Using Genomic Context Informed Genotype Data and Within‐model Ancestry Adjustment to Classify Type 2 Diabetes

Eric J Barnett,Yanli Zhang-James,Jonathan Hess,Stephen J Glatt,Stephen V Faraone
DOI: https://doi.org/10.1101/2024.09.12.24313579
2024-09-13
Abstract:Despite high heritability estimates, complex genetic disorders have proven difficult to predict with genetic data. Genomic research has documented polygenic inheritance, cross-disorder genetic correlations, and enrichment of risk by functional genomic annotation, but the vast potential of that combined knowledge has not yet been leveraged to build optimal risk models. Additional methods are likely required to progress genetic risk models of complex genetic disorders towards clinical utility. We developed a framework that uses annotations providing genomic context alongside genotype data as input to convolutional neural networks to predict disorder risk. We validated models in a matched-pairs type 2 diabetes dataset. A neural network using genotype data (AUC: 0.66) and a convolutional neural network using context-informed genotype data (AUC: 0.65) both significantly outperformed polygenic risk score approaches in classifying type-2 diabetes. Adversarial ancestry tasks eliminated the predictability of ancestry without changing model performance.
Genetic and Genomic Medicine
What problem does this paper attempt to address?
The paper aims to address the following issues: 1. **Improving the accuracy of genetic risk prediction for type 2 diabetes (T2D)**: Although type 2 diabetes has a high genetic susceptibility, existing genetic data perform poorly in predicting disease risk.
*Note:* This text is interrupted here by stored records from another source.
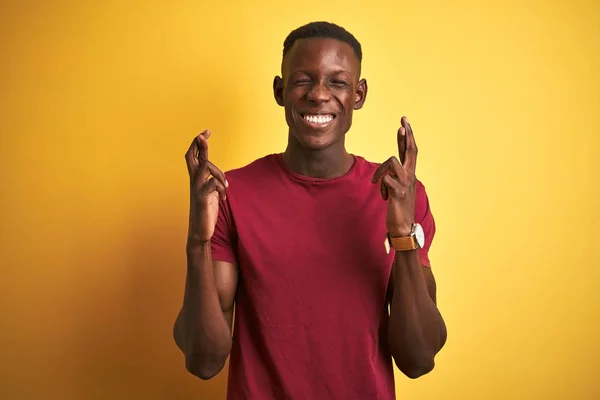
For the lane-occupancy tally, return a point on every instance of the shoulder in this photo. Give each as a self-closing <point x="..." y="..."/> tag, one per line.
<point x="257" y="168"/>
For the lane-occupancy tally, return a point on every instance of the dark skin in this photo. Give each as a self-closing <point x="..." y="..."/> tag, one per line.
<point x="320" y="79"/>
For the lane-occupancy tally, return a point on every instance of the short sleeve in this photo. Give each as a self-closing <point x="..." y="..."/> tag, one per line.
<point x="223" y="240"/>
<point x="424" y="217"/>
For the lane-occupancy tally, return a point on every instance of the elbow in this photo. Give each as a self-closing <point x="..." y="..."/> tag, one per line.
<point x="417" y="367"/>
<point x="204" y="368"/>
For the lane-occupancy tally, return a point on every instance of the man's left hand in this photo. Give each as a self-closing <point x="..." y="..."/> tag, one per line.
<point x="398" y="183"/>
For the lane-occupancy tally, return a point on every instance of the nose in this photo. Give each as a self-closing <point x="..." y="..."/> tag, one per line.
<point x="318" y="93"/>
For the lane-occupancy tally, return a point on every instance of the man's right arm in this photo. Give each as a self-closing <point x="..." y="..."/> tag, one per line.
<point x="203" y="328"/>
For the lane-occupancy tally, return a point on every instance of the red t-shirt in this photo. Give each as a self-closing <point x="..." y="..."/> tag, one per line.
<point x="310" y="308"/>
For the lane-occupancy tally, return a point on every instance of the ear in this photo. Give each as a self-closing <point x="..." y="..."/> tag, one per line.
<point x="361" y="94"/>
<point x="278" y="90"/>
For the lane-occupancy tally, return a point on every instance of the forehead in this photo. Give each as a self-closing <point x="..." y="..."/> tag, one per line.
<point x="321" y="54"/>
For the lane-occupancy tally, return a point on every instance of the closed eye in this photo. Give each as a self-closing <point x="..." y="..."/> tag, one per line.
<point x="339" y="82"/>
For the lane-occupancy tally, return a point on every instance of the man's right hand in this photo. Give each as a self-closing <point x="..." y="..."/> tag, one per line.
<point x="207" y="185"/>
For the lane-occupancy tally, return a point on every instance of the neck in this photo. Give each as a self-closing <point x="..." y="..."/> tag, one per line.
<point x="331" y="162"/>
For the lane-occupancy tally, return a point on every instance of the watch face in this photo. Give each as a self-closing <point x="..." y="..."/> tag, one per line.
<point x="419" y="235"/>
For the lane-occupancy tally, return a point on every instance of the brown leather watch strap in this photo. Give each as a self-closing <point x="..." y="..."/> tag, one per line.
<point x="403" y="243"/>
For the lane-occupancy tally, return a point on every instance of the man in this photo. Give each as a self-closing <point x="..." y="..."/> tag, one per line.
<point x="311" y="246"/>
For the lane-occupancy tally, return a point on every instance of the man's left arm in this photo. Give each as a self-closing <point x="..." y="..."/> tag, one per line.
<point x="416" y="329"/>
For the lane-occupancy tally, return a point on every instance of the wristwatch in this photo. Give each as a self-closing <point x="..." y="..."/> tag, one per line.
<point x="415" y="240"/>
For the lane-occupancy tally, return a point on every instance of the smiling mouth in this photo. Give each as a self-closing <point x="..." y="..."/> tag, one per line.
<point x="317" y="120"/>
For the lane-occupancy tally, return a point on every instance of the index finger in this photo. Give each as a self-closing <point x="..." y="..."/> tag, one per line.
<point x="202" y="140"/>
<point x="410" y="162"/>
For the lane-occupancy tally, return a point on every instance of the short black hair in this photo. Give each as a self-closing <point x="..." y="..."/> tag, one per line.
<point x="322" y="29"/>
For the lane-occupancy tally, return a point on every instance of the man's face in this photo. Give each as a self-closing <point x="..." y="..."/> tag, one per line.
<point x="319" y="90"/>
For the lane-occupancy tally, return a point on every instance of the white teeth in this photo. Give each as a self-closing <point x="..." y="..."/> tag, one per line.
<point x="318" y="119"/>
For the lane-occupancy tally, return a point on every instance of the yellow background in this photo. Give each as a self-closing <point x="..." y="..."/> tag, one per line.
<point x="99" y="101"/>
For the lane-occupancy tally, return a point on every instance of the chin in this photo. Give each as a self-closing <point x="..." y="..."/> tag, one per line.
<point x="316" y="140"/>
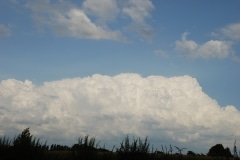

The paper proposes a new method that utilizes genomic contextual information and genotype data to improve the risk prediction of T2D. 2. **Addressing the impact of ancestral background on genetic risk models**: Ancestral background may affect the performance of genetic risk models, especially when there are systematic differences between different ancestral groups. The paper introduces adversarial tasks to eliminate the influence of ancestral information, thereby enhancing the generalization ability of the model. Specifically, the authors developed a framework based on convolutional neural networks (CNN) that combines genomic contextual information with genotype data to predict the risk of T2D. Additionally, they adjusted the ancestral information in the model through adversarial tasks to prevent the model from overly relying on ancestral background for classification. Experimental results show that this new method significantly outperforms traditional polygenic risk scoring methods in classifying T2D.